Ok, I guess that's probably pretty simple. The main board sends a trigger signal to the sensor. The sensor sends back a signal indicating, in this case, the distance. If no signal is sent back at all, probably after a timeout,the main board knows the sensor is missing or faulty.

My next question is, why do you think an Arduino will be helpful to fix your game? Would the signal from another similar sensor not be acceptable, but the Arduino could translate the signal somehow?

As yeah, so far for what I know, Arduino is the one that may be able to replicate the program in the original IC STC15W204S to activate the ultrasonic sensor, take data from it, and send that through SIG pin.

If not Arduino, then what’d be the alternative? I’d need something to send data through said SIG pin that the balloon size is displayed in the game’s Test Menu and have the data affect other things too like pumping the balloon to last known size when turned on.

Did you figure out which data and what’s going on with that SIG pin?

Note that an ultrasonic sensor can not tell you the size of a balloon. It can only tell you the distance between the lower edge of the balloon and your sensor. This is providing that the balloon is not closer than the minimum distance the sensor will work from.

Maybe you know this, but it doesn’t come across in the words you are using.

Not yet, which is why I asked here about if Arduino can send acceptable type of data to the game’s PCB like the program in the original IC.

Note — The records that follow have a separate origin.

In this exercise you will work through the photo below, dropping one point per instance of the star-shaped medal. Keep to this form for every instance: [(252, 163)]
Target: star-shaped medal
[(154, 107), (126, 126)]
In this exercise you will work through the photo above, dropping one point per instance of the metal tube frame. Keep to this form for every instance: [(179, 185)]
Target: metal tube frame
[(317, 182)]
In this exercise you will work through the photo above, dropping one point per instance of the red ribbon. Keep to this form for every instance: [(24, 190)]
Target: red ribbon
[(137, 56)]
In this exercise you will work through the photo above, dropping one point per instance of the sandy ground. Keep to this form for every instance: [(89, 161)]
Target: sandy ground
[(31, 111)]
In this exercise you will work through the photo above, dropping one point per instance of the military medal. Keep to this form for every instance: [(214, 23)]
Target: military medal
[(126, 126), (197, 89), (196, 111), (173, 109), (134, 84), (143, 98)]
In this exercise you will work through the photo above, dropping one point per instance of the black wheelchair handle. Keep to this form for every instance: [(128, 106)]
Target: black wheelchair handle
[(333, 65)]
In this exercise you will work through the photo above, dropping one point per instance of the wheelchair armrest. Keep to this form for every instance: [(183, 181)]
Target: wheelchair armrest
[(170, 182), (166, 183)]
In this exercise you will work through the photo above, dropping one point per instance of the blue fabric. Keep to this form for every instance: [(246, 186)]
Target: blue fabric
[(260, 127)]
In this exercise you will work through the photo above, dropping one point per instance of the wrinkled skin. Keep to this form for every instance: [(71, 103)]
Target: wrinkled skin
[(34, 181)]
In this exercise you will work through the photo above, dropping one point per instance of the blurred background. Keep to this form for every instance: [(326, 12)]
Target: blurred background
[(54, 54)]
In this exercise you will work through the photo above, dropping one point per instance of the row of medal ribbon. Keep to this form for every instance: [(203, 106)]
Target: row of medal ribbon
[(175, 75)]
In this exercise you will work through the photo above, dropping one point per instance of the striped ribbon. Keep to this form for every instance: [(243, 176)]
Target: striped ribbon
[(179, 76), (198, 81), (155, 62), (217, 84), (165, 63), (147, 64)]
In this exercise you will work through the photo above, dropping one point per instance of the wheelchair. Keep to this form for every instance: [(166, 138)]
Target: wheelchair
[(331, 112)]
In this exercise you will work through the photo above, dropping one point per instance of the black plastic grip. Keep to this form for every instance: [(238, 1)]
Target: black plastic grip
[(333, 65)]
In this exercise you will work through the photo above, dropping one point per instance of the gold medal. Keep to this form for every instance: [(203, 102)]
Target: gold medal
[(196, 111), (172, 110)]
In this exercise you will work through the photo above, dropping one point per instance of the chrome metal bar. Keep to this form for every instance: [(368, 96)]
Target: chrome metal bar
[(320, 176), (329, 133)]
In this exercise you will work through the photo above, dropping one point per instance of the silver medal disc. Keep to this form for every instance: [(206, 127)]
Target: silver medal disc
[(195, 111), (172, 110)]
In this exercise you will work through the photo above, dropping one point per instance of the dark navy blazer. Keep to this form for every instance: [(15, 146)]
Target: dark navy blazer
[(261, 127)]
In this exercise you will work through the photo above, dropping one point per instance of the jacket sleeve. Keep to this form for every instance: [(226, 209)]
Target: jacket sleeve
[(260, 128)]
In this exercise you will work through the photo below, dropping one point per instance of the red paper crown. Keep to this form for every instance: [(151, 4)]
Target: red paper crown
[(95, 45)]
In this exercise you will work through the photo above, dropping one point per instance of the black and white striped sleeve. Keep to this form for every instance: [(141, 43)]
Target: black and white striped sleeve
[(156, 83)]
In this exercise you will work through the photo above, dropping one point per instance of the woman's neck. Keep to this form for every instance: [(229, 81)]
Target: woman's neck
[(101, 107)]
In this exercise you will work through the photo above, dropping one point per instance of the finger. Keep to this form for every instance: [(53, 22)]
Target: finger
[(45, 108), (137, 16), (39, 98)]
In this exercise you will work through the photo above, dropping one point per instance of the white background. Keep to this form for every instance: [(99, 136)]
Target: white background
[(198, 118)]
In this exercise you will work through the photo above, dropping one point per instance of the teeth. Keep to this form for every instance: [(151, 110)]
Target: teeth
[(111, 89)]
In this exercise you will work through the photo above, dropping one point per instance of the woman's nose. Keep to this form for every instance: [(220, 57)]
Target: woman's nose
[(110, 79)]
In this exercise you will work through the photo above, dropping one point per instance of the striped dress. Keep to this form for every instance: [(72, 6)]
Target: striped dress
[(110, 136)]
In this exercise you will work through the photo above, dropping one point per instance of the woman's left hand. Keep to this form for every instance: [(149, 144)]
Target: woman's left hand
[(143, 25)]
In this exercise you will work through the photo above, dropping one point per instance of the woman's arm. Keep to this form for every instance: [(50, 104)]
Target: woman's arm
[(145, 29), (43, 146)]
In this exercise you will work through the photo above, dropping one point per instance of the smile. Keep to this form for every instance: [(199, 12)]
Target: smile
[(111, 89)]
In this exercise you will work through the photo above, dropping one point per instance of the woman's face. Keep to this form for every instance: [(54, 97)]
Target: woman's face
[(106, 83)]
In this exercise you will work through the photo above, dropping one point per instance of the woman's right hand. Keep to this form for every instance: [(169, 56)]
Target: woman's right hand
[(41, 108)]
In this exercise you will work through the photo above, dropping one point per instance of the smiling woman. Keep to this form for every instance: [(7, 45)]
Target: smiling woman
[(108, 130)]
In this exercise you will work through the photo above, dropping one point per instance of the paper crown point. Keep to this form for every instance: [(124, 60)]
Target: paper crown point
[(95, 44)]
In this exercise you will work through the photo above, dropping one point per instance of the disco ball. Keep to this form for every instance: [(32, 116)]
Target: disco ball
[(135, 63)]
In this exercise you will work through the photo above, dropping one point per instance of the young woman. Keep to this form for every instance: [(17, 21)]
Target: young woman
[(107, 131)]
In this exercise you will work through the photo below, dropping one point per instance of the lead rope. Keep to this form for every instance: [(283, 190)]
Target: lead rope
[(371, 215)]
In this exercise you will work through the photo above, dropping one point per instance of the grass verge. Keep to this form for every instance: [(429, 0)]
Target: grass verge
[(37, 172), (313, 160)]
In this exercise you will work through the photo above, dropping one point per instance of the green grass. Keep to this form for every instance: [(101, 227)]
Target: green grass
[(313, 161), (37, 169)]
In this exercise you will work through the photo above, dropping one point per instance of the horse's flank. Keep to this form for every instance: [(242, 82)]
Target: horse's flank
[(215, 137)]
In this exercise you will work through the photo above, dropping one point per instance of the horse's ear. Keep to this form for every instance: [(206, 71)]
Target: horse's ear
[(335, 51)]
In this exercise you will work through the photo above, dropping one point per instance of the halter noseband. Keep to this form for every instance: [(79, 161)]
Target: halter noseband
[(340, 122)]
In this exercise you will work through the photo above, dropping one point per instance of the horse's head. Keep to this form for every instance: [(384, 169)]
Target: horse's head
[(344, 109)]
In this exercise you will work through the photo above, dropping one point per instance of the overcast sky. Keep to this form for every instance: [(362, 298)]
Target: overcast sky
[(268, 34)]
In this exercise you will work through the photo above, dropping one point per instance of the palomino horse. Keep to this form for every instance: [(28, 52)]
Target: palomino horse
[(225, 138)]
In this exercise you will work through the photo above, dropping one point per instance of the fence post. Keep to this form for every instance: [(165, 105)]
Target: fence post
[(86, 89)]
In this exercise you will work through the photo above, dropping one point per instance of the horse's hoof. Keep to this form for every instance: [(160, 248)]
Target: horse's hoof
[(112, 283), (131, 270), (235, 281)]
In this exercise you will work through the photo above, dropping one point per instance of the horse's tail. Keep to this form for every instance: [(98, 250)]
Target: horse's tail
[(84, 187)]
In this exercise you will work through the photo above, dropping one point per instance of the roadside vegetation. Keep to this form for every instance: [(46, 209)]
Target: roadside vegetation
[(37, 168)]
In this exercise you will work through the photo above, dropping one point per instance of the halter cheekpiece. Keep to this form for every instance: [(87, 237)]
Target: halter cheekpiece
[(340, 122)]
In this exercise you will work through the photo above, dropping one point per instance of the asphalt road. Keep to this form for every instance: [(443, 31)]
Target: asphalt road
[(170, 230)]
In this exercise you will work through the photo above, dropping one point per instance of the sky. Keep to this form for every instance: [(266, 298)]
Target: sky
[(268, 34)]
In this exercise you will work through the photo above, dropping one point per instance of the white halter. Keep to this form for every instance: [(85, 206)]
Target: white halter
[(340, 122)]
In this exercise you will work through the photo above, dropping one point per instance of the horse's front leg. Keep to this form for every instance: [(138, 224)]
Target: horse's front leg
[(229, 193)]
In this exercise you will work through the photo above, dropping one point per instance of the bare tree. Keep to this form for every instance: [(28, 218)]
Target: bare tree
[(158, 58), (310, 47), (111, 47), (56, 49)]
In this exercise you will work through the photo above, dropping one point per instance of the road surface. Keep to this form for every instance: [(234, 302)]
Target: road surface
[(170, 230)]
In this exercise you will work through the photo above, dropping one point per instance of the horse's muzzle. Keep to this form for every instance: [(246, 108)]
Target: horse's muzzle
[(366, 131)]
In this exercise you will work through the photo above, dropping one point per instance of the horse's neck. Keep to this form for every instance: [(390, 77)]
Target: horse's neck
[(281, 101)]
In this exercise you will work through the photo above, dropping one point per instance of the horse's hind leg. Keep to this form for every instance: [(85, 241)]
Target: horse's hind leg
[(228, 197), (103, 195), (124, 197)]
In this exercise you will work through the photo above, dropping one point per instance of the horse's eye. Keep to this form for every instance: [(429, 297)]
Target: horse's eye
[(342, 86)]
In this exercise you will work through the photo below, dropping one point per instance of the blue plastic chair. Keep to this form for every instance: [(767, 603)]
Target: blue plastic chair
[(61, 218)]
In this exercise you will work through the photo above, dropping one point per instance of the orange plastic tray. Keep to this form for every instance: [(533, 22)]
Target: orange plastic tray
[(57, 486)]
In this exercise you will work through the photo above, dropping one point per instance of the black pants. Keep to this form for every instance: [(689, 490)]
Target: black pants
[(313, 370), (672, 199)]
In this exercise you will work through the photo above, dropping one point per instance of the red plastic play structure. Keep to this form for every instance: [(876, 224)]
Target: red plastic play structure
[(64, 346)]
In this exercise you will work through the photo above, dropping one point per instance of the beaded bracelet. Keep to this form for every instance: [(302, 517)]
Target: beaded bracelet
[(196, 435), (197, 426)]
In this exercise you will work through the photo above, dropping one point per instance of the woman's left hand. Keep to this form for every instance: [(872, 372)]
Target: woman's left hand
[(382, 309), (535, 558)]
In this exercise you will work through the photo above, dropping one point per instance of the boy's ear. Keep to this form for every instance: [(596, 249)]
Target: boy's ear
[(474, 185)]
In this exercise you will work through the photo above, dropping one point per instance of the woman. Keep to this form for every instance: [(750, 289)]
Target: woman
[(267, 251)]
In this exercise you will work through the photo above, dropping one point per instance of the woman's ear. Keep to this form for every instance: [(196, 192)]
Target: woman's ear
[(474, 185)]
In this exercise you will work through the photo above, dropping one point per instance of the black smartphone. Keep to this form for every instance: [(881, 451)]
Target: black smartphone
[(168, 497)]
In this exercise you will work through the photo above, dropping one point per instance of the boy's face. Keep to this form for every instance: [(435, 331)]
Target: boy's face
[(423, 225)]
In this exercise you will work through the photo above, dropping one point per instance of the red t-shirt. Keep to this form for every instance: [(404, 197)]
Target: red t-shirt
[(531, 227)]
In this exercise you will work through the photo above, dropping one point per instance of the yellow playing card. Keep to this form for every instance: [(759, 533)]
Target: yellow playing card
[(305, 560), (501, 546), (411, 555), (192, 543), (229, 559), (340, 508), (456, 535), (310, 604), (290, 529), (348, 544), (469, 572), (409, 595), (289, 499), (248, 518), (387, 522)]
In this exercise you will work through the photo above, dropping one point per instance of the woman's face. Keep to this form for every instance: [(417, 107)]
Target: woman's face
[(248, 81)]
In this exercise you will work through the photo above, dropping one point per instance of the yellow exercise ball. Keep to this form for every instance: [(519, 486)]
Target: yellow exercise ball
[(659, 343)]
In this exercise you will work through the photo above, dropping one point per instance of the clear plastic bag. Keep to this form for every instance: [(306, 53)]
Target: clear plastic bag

And I don’t know how to figure out said data if the IC’s programs are read-protected and using the working ones in other machine can put them at risk.

Yeah, though the lower edge of balloon and sensor’s distance would indirectly indicate the balloon’s size, as the bigger the balloon is, the shorter the distance between the balloon and sensor and vice-versa.

The balloon is pumped up bigger and bigger from above, in the exact same spot, until its lower edge reaches the sensor/sawblade below.